- Theatrical release poster
- Directed by: Frank McDonald
- Screenplay by: Richard Murphy Maxwell Shane
- Based on: story "Roaring Gold" by North Bigbee
- Produced by: William H. Pine William C. Thomas
- Starring: Richard Arlen Arline Judge William Frawley Buster Crabbe Arthur Hunnicutt Elisha Cook, Jr. Ralph Sanford
- Cinematography: Fred Jackman Jr.
- Edited by: William H. Ziegler
- Music by: Freddie Rich
- Production company: Pine-Thomas Productions
- Distributed by: Paramount Pictures
- Release date: September 3, 1942;
- Running time: 70 minutes
- Country: United States
- Language: English

= Wildcat (1942 film) =

1942 film by Frank McDonald

Wildcat is a 1942 American drama film directed by Frank McDonald and written by Richard Murphy and Maxwell Shane.

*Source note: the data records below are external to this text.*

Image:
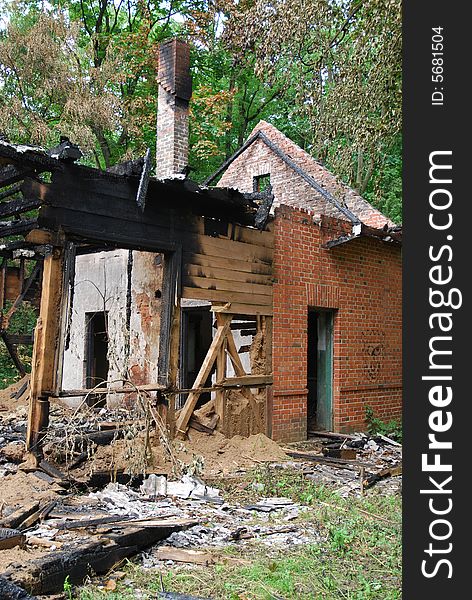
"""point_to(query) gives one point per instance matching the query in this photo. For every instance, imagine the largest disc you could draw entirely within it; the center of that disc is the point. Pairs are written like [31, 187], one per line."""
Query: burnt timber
[217, 245]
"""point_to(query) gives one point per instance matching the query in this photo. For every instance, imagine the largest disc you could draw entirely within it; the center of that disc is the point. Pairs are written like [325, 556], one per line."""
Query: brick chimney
[175, 91]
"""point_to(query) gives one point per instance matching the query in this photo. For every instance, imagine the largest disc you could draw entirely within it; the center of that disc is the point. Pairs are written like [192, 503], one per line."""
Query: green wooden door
[324, 359]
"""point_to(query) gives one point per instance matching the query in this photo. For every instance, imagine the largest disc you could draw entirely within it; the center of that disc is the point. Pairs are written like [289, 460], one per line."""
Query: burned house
[275, 295]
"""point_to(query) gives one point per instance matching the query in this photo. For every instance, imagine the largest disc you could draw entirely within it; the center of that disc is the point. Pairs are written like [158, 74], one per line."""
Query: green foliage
[330, 81]
[392, 429]
[68, 588]
[23, 321]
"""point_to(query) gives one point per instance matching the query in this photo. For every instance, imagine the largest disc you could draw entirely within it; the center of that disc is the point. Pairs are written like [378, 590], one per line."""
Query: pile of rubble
[72, 512]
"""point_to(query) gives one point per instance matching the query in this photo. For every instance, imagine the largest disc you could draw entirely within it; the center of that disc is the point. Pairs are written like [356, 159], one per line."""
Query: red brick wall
[175, 87]
[362, 281]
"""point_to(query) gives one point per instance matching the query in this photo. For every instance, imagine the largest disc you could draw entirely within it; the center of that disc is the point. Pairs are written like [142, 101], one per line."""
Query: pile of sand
[220, 455]
[223, 455]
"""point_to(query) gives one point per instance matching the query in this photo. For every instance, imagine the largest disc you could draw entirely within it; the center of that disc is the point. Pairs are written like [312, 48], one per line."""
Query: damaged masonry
[268, 305]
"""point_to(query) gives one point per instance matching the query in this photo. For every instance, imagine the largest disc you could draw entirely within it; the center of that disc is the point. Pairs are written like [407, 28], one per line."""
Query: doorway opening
[196, 337]
[320, 370]
[96, 351]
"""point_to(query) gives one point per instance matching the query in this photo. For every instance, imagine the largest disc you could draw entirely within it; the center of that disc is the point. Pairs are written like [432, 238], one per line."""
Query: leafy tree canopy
[325, 72]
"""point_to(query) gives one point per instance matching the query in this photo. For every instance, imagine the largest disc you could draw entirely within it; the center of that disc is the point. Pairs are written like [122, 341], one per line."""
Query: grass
[358, 557]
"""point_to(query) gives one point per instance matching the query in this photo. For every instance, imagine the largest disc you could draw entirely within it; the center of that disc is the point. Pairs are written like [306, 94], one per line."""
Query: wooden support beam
[18, 206]
[174, 358]
[13, 353]
[234, 356]
[45, 355]
[17, 227]
[21, 296]
[267, 328]
[220, 396]
[205, 369]
[3, 280]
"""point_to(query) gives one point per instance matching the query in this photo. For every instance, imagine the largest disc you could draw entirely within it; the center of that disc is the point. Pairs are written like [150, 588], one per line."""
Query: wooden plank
[220, 395]
[195, 557]
[230, 248]
[44, 360]
[247, 380]
[22, 513]
[196, 293]
[17, 227]
[174, 358]
[22, 294]
[234, 263]
[253, 236]
[3, 281]
[237, 308]
[18, 206]
[267, 328]
[204, 372]
[128, 389]
[208, 283]
[214, 272]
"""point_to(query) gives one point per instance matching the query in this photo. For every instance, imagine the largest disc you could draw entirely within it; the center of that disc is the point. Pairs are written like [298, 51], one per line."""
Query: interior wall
[101, 284]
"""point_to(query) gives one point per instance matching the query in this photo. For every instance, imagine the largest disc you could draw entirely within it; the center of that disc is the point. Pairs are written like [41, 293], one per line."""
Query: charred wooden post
[45, 349]
[174, 355]
[267, 346]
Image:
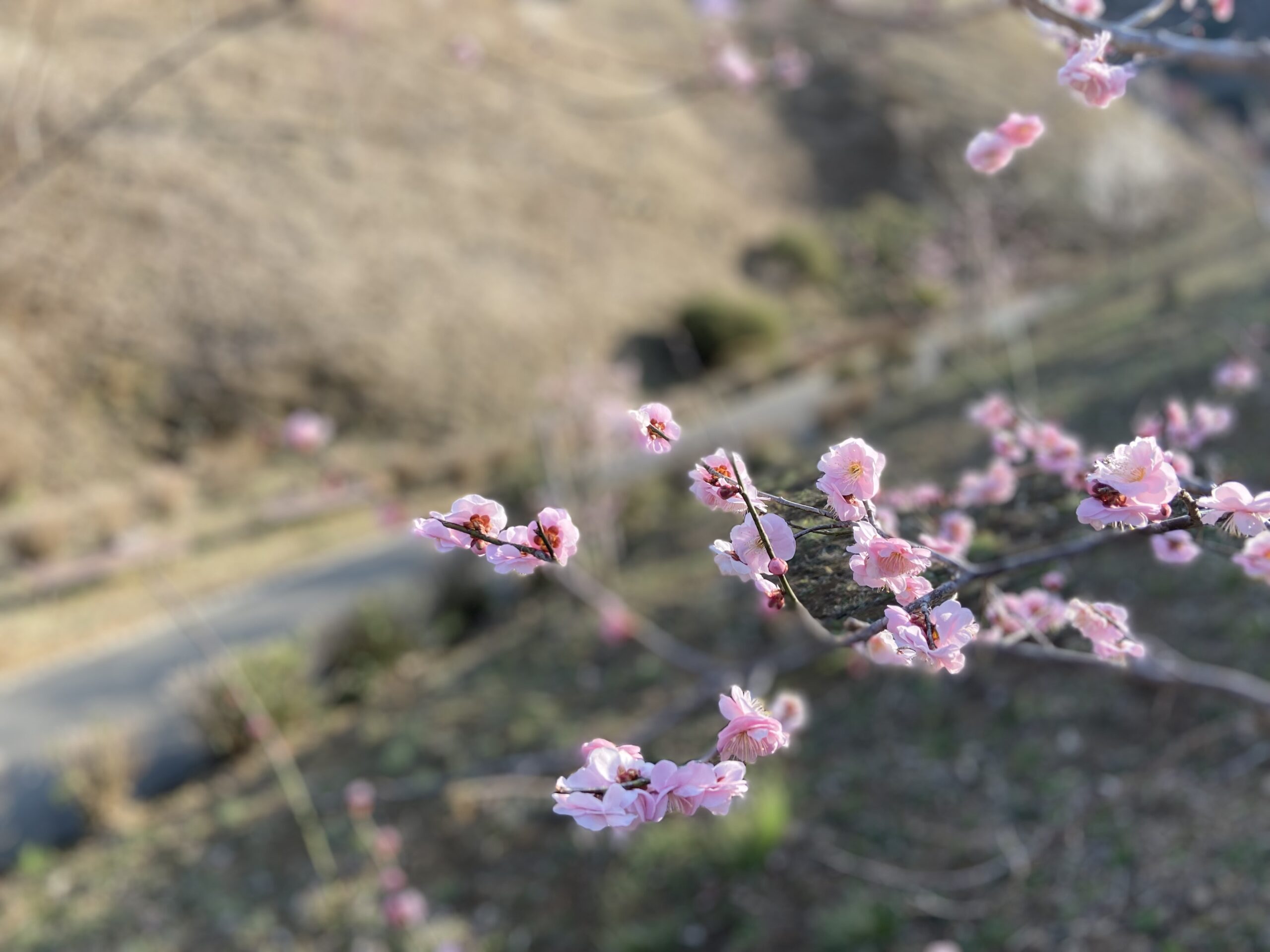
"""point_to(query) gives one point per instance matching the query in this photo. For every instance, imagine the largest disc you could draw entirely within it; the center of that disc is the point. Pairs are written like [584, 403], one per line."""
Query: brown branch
[1221, 55]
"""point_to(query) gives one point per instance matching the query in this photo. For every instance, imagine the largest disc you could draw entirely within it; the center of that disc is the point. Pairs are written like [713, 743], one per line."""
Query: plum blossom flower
[736, 67]
[1091, 78]
[994, 413]
[1239, 375]
[853, 474]
[1255, 558]
[1030, 611]
[1139, 472]
[772, 595]
[952, 627]
[792, 65]
[956, 532]
[1244, 515]
[1107, 626]
[749, 545]
[885, 563]
[915, 587]
[654, 427]
[790, 710]
[474, 512]
[990, 153]
[751, 731]
[720, 492]
[992, 486]
[1176, 547]
[405, 909]
[600, 744]
[308, 432]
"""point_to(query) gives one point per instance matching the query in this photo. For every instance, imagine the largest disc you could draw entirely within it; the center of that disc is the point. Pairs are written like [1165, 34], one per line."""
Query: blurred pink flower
[1239, 375]
[1245, 513]
[885, 563]
[1176, 547]
[751, 731]
[477, 513]
[1255, 558]
[1091, 78]
[992, 486]
[1105, 625]
[405, 909]
[308, 432]
[994, 413]
[749, 545]
[654, 427]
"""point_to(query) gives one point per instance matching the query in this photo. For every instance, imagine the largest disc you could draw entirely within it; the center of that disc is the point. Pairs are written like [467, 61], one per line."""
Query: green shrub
[723, 328]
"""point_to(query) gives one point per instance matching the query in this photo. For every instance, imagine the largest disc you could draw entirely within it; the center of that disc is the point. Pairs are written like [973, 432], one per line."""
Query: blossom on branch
[886, 563]
[749, 546]
[654, 427]
[1091, 78]
[853, 475]
[751, 731]
[1107, 626]
[715, 484]
[1235, 508]
[477, 513]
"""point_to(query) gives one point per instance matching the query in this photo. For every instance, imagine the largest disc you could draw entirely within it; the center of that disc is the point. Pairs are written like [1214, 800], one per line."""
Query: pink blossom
[1021, 131]
[728, 561]
[616, 808]
[853, 473]
[1176, 547]
[601, 744]
[751, 731]
[956, 532]
[772, 595]
[1056, 451]
[723, 493]
[477, 513]
[1091, 78]
[1255, 558]
[1239, 375]
[405, 909]
[1009, 447]
[749, 545]
[308, 432]
[654, 428]
[792, 65]
[994, 413]
[736, 67]
[990, 153]
[1139, 472]
[1245, 513]
[360, 797]
[1032, 611]
[883, 563]
[790, 710]
[992, 486]
[940, 644]
[1089, 9]
[915, 587]
[1107, 626]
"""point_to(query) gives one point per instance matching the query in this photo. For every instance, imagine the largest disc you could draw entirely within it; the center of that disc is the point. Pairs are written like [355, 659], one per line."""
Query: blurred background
[278, 277]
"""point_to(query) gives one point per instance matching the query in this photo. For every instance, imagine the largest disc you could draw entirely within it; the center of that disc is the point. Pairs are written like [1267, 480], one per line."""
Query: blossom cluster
[616, 787]
[479, 525]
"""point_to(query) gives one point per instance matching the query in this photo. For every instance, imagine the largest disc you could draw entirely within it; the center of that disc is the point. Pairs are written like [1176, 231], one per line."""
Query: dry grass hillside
[330, 211]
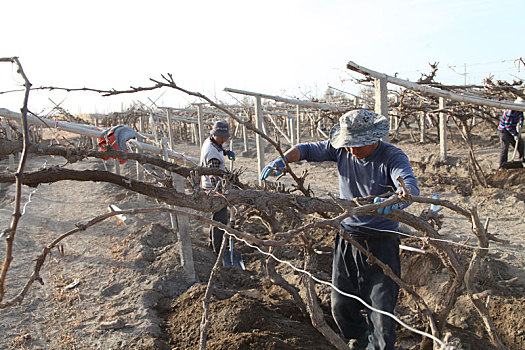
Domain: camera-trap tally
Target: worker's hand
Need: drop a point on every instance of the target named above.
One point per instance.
(278, 163)
(230, 154)
(384, 210)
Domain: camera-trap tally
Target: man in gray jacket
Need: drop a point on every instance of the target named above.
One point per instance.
(212, 156)
(368, 167)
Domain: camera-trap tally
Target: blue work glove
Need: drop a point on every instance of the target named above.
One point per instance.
(278, 163)
(230, 154)
(385, 210)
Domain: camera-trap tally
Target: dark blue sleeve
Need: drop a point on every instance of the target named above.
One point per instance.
(317, 151)
(400, 166)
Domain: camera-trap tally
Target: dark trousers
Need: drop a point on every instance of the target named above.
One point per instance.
(353, 275)
(216, 233)
(507, 139)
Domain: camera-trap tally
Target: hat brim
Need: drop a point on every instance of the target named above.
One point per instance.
(358, 138)
(220, 133)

The film stars Richard Arlen, Arline Judge, William Frawley, Buster Crabbe, Arthur Hunnicutt, Elisha Cook, Jr. and Ralph Sanford. The film was released on September 3, 1942, by Paramount Pictures.

==Plot==

Oil man Johnny Maverick dubs a young hitchhiker "Chicopee" after the name of his hometown, then makes him a full partner, digging for oil. Chicopee is killed in a rig accident, however, and rival Mike Rawlins then sabotages the rig.

Things get worse for Johnny when con artists Nan and Oliver turn up. She pretends to be Chicopee's sister, so Johnny gullibly gives her the half-interest in his oil rig.

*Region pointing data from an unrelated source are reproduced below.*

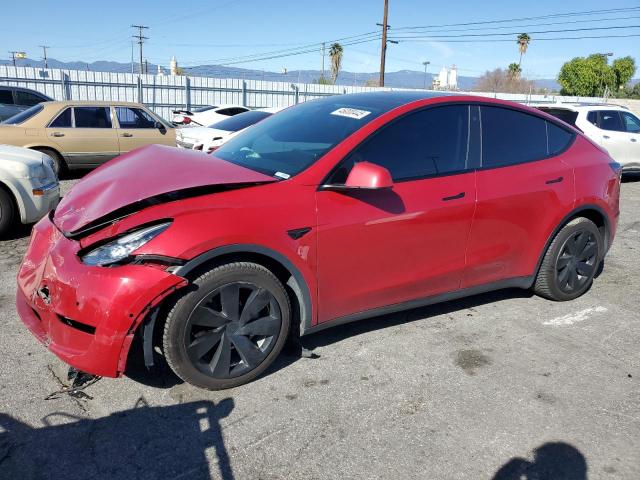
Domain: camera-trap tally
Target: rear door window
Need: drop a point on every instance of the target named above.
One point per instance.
(610, 120)
(631, 122)
(129, 117)
(92, 117)
(28, 99)
(6, 97)
(510, 137)
(63, 120)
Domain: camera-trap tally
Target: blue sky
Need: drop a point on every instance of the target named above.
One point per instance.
(203, 31)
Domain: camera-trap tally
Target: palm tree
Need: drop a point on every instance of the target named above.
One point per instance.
(335, 52)
(523, 43)
(514, 70)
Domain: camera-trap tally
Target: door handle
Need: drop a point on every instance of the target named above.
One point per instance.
(454, 197)
(555, 180)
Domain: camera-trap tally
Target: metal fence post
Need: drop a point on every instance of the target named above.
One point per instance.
(139, 89)
(66, 88)
(244, 93)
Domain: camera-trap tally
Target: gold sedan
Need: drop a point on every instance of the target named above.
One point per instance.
(85, 134)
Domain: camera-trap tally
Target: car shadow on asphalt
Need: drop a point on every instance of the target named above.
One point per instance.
(342, 332)
(551, 461)
(142, 443)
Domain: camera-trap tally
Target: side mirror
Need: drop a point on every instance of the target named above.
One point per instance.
(369, 176)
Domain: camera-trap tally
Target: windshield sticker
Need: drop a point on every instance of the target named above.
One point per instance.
(351, 113)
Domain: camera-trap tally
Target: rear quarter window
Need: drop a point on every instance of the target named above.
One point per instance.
(6, 97)
(510, 137)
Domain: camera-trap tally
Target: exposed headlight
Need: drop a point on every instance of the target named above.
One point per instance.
(121, 248)
(37, 171)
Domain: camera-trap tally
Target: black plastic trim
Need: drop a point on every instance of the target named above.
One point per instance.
(518, 282)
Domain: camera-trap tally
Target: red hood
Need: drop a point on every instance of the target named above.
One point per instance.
(141, 174)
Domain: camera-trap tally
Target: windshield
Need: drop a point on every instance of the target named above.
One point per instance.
(240, 121)
(23, 116)
(286, 144)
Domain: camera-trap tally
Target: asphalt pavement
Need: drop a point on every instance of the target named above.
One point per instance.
(498, 386)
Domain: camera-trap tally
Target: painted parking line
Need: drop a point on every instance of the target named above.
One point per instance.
(576, 317)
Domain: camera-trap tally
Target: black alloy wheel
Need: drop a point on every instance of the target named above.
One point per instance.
(577, 262)
(571, 261)
(228, 326)
(232, 330)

Rawlins buys up Johnny's outstanding debts and intends to take over. In an act of desperation, Johnny uses nitroglycerine to blast open an oil well, resulting in a gusher. An explosion ends up knocking Rawlins unconscious and pinning Johnny beneath the wreckage, but Nan, having fallen in love with Johnny, comes to his rescue.

==Cast==
- Richard Arlen as Johnny Maverick
- Arline Judge as Nan Deering
- William Frawley as Oliver Westbrook
- Buster Crabbe as Mike Rawlins
- Arthur Hunnicutt as 'Watchfob' Jones
- Elisha Cook, Jr. as Harold 'Chicopee' Nevins
- Ralph Sanford as 'Grits' O'Malley
- Alec Craig as Joseph D. Campbell
- John Dilson as Gus Sloane
- Will Wright as John 'Paw' Smithers
- Jessica Newcombe as Martha 'Maw' Smithers
- William Benedict as Bud Smithers

==Production==
The film was based on a story by North Bigbee, a journalist who had worked in the oil industry, which was purchased by Pine-Thomas Productions. They assigned it to star Richard Arlen, after he did Torpedo Boat for the studio.

Pine-Thomas wanted a "Jean Harlow type" for the female lead and even tested Harlow's stand in. Jean Wallace was originally announced for the role but did not appear in the final movie. She was replaced by Arline Judge who signed a three-picture deal with Pine-Thomas.

The film reportedly had Pine-Thomas' biggest budget yet to date.